Objection 1: It would seem that it is not a mortal sin to have intercourse with a concubine. For a lie is a greater sin than simple fornication: and a proof of this is that Juda, who did not abhor to commit fornication with Thamar, recoiled from telling a lie, saying (Gn. 38:23): "Surely she cannot charge us with a lie." But a lie is not always a mortal sin. Neither therefore is simple fornication.

Objection 2: Further, a deadly sin should be punished with death. But the Old Law did not punish with death intercourse with a concubine, save in a certain case (Dt. 22:25). Therefore it is not a deadly sin.

Objection 3: Further, according to Gregory (Moral. xxxiii, 12), the sins of the flesh are less blameworthy than spiritual sins. Now pride and covetousness, which are spiritual sins, are not always mortal sins. Therefore fornication, which is a sin of the flesh, is not always a mortal sin.

Objection 4: Further, where the incentive is greater the sin is less grievous, because he sins more who is overcome by a lighter temptation. But concupiscence is the greatest incentive to lust. Therefore since lustful actions are not always mortal sins, neither is simple fornication a mortal sin.

On the contrary, Nothing but mortal sin excludes from the kingdom of God. But fornicators are excluded from the kingdom of God (1 Cor. 6:9,10). Therefore simple fornication is a mortal sin.

Further, mortal sins alone are called crimes. Now all fornication is a crime according to Tob. 4:13, "Take heed to keep thyself . . . from all fornication, and beside thy wife never endure to know crime." Therefore, etc.

I answer that, As we have already stated (Sent. ii, D, 42, Q[1], A[4]), those sins are mortal in their genus which violate the bond of friendship between man and God, and between man and man; for such sins are against the two precepts of charity which is the life of the soul.
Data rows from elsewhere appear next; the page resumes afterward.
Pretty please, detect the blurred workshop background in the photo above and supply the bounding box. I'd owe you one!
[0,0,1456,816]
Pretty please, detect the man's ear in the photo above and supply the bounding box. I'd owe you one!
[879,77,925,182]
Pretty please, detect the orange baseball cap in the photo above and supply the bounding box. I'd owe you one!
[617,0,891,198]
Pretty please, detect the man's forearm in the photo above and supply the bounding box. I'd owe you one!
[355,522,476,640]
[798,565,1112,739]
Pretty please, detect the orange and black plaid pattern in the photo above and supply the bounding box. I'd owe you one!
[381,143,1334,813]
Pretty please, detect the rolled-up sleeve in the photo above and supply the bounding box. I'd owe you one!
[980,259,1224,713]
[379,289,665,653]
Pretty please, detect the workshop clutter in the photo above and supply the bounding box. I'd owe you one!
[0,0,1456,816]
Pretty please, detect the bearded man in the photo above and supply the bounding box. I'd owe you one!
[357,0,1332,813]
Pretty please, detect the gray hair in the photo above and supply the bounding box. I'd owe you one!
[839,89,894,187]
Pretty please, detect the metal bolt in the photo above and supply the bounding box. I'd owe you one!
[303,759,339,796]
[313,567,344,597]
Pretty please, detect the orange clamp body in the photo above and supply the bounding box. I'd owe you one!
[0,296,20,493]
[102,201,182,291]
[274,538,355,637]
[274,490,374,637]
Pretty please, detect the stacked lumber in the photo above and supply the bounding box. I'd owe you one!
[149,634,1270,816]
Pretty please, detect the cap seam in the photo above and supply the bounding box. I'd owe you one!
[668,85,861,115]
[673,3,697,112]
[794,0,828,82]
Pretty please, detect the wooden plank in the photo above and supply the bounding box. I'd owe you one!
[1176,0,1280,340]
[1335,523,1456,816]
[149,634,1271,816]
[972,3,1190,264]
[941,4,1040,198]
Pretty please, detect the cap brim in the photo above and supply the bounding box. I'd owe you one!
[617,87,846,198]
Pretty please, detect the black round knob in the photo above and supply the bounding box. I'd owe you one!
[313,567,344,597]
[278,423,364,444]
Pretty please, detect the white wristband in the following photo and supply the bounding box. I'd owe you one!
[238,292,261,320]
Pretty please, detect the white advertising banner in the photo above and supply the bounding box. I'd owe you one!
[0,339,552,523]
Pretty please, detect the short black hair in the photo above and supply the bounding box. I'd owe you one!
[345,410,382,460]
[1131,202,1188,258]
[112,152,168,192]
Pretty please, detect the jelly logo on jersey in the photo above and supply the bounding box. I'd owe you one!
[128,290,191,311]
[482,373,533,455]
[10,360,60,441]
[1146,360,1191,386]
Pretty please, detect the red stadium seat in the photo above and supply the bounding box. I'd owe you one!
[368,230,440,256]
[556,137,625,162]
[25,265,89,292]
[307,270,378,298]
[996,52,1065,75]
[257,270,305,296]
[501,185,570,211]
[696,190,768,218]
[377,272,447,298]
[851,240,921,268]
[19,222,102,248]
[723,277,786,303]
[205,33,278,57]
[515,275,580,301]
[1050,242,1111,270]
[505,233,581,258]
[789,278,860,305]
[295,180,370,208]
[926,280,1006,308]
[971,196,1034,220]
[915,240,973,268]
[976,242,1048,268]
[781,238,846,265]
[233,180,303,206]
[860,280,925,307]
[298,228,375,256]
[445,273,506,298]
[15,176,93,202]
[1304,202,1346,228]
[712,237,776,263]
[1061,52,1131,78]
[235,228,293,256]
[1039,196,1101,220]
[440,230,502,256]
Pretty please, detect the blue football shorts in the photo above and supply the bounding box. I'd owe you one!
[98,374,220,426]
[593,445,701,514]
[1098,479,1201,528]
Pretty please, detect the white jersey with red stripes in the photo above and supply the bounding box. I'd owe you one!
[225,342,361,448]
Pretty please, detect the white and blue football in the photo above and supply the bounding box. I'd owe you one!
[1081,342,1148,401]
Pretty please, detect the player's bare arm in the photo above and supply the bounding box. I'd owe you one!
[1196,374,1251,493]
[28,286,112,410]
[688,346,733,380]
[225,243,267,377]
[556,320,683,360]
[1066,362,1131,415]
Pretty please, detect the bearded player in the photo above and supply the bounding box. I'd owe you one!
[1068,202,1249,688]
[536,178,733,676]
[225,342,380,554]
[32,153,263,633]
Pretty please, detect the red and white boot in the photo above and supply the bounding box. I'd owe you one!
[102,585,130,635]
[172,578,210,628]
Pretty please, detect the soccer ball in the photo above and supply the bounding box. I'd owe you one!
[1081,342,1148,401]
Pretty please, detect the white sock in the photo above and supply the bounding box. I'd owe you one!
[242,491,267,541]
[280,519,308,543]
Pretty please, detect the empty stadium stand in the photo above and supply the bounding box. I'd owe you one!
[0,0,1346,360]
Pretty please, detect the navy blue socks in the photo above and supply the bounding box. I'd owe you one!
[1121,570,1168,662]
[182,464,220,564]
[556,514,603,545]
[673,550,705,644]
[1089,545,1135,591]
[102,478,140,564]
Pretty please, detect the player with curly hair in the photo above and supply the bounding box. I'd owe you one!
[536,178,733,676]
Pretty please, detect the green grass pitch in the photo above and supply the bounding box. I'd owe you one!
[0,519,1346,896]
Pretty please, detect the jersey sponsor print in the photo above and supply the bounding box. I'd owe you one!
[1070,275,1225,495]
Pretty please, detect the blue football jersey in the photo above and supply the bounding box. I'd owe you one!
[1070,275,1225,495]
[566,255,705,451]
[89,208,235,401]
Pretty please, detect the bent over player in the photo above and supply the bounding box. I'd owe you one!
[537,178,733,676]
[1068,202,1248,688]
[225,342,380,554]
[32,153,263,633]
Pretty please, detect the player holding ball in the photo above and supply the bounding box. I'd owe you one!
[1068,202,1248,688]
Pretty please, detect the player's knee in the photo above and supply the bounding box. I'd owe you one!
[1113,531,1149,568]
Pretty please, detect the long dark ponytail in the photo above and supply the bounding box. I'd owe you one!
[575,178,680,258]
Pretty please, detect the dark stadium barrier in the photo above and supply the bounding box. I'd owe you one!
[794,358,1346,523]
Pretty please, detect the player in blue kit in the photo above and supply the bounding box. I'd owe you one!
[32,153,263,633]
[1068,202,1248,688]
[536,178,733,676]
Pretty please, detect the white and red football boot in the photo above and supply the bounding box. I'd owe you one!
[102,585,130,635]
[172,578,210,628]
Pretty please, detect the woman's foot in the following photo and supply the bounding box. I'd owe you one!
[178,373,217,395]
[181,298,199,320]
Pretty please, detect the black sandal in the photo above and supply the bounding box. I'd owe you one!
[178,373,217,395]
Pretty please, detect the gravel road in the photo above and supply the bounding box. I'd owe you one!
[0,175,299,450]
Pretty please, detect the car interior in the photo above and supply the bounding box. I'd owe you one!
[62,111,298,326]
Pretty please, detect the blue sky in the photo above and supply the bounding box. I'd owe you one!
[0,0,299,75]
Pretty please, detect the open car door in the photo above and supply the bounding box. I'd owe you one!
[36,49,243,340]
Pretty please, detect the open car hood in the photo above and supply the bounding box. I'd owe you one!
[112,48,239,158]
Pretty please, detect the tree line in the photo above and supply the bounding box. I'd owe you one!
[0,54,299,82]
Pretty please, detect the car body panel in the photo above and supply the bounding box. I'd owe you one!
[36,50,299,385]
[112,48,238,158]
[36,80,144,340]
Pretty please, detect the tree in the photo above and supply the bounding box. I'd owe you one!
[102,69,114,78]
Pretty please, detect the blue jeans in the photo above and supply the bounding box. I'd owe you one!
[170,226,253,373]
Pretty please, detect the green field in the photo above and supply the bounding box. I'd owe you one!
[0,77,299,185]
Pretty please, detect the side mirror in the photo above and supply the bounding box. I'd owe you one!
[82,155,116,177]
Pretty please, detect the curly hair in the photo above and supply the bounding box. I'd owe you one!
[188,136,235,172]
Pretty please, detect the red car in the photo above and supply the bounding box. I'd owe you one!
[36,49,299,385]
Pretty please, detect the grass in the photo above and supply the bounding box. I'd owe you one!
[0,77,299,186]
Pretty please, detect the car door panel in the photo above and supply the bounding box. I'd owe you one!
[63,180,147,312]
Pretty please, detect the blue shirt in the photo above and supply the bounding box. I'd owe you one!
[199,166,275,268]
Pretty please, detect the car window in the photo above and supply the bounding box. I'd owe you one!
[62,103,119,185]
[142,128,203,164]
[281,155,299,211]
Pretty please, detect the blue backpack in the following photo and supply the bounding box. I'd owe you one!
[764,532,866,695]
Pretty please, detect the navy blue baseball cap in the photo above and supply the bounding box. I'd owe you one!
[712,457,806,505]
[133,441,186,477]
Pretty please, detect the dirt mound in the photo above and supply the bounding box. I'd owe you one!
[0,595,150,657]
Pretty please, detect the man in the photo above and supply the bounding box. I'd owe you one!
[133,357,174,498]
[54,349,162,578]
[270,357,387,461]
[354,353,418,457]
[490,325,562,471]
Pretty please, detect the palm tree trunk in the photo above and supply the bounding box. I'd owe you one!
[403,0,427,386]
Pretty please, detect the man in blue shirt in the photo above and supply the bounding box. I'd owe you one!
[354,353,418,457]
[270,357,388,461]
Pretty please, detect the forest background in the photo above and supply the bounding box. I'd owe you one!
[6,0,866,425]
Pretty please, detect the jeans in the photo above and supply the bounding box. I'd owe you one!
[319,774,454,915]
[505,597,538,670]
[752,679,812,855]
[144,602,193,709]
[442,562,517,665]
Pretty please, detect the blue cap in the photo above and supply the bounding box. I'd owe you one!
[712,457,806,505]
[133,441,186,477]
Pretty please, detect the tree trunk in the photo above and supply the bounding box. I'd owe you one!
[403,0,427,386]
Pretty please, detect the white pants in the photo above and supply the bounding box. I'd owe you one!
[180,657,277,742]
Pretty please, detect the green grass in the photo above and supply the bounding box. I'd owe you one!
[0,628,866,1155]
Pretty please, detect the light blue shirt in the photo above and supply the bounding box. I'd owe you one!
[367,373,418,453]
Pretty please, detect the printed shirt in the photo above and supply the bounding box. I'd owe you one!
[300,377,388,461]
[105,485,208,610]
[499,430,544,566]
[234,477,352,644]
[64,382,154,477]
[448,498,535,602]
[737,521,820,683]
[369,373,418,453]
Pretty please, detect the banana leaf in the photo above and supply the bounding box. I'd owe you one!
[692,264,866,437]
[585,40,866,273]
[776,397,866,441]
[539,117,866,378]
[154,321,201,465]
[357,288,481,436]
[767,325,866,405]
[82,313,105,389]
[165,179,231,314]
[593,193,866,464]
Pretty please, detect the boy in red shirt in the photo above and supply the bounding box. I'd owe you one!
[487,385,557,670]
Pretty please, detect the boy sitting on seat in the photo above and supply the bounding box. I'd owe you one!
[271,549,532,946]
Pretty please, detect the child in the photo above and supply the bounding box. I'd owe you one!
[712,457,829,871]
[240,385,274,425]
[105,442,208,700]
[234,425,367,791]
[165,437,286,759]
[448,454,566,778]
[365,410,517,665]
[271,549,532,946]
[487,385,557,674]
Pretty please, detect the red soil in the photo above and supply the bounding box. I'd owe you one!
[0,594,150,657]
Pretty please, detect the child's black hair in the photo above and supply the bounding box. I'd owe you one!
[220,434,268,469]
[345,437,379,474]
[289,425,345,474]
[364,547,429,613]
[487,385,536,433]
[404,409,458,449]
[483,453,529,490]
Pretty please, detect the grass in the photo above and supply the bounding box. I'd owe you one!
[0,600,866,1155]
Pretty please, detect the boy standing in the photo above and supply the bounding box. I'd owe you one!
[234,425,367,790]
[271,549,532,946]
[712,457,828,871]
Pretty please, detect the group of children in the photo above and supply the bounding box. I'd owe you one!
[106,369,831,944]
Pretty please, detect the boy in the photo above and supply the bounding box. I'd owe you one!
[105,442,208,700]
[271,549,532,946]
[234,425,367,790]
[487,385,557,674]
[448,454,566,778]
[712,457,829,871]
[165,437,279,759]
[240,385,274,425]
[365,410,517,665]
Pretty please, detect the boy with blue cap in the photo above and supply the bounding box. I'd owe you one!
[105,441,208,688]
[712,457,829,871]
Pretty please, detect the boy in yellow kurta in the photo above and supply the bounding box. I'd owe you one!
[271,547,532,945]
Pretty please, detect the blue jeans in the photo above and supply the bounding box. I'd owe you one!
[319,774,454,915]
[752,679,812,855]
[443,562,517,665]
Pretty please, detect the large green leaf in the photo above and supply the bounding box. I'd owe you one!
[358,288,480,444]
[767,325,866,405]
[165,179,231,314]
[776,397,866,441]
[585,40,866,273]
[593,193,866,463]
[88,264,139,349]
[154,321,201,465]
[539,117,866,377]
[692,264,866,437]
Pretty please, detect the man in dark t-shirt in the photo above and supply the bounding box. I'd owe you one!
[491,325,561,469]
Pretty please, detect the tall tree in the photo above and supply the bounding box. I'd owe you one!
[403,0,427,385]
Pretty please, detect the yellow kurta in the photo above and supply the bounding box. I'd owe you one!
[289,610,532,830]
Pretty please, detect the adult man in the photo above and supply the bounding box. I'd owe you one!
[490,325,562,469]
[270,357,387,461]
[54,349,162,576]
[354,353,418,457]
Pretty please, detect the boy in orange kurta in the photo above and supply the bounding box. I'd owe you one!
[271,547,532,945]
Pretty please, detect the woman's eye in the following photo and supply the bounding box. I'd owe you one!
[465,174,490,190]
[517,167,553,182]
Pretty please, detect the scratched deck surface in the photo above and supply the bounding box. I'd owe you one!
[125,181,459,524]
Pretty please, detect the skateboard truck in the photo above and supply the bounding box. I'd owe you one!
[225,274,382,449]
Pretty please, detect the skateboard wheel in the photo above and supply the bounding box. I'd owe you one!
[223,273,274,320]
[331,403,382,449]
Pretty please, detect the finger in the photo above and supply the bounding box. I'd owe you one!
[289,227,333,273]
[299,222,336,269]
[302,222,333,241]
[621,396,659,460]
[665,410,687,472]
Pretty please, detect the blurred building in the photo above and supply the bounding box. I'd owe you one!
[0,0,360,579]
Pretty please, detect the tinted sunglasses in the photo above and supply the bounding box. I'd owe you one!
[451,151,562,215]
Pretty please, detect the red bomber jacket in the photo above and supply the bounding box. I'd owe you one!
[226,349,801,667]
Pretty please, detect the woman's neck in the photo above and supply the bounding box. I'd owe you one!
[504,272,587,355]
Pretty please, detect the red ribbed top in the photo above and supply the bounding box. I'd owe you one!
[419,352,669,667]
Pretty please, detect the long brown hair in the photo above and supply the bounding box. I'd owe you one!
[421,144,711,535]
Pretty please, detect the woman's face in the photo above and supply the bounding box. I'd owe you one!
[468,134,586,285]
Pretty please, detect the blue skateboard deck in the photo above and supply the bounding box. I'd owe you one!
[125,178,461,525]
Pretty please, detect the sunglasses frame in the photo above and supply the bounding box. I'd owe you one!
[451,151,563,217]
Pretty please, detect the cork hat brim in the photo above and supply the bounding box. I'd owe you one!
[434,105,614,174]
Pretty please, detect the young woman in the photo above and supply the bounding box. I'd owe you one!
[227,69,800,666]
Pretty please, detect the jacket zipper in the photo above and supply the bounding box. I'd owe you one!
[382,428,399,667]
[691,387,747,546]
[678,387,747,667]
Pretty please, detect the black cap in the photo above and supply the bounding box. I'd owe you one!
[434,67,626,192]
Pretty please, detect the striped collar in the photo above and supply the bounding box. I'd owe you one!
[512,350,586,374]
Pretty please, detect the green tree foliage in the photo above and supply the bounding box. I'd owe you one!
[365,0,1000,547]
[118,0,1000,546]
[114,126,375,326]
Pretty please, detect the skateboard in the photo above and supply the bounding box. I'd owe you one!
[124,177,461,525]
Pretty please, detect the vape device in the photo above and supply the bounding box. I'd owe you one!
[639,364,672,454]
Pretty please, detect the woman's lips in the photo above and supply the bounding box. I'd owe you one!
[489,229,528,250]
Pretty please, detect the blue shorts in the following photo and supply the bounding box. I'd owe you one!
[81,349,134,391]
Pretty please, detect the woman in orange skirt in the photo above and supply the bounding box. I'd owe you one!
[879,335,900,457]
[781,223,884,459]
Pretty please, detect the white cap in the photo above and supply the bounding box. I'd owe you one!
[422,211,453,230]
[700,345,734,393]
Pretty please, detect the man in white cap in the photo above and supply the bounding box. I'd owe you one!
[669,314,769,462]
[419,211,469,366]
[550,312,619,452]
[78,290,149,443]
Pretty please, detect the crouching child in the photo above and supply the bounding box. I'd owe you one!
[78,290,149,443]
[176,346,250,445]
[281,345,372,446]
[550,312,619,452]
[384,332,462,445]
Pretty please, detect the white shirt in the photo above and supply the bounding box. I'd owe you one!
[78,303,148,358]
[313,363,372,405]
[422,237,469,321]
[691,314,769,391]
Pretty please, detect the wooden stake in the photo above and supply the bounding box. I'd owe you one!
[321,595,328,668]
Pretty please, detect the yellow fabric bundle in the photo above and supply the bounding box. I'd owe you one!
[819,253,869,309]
Wherefore since the intercourse of fornication destroys the due relations of the parent with the offspring that is nature's aim in sexual intercourse, there can be no doubt that simple fornication by its very nature is a mortal sin even though there were no written law.

Reply to Objection 1: It often happens that a man who does not avoid a mortal sin, avoids a venial sin to which he has not so great an incentive. Thus, too, Juda avoided a lie while he avoided not fornication. Nevertheless that would have been a pernicious lie, for it would have involved an injury if he had not kept his promise.

Reply to Objection 2: A sin is called deadly, not because it is punished with temporal, but because it is punished with eternal death. Hence also theft, which is a mortal sin, and many other sins are sometimes not punished with temporal death by the law. The same applies to fornication.

Reply to Objection 3: Just as not every movement of pride is a mortal sin, so neither is every movement of lust, because the first movements of lust and the like are venial sins, even sometimes marriage intercourse. Nevertheless some acts of lust are mortal sins, while some movements of pride are venial: since the words quoted from Gregory are to be understood as comparing vices in their genus and not in their particular acts.

Reply to Objection 4: A circumstance is the more effective in aggravating a sin according as it comes nearer to the nature of sin. Hence although fornication is less grave on account of the greatness of its incentive, yet on account of the matter about which it is, it has a greater gravity than immoderate eating, because it is about those things which tighten the bond of human fellowship, as stated above. Hence the argument does not prove.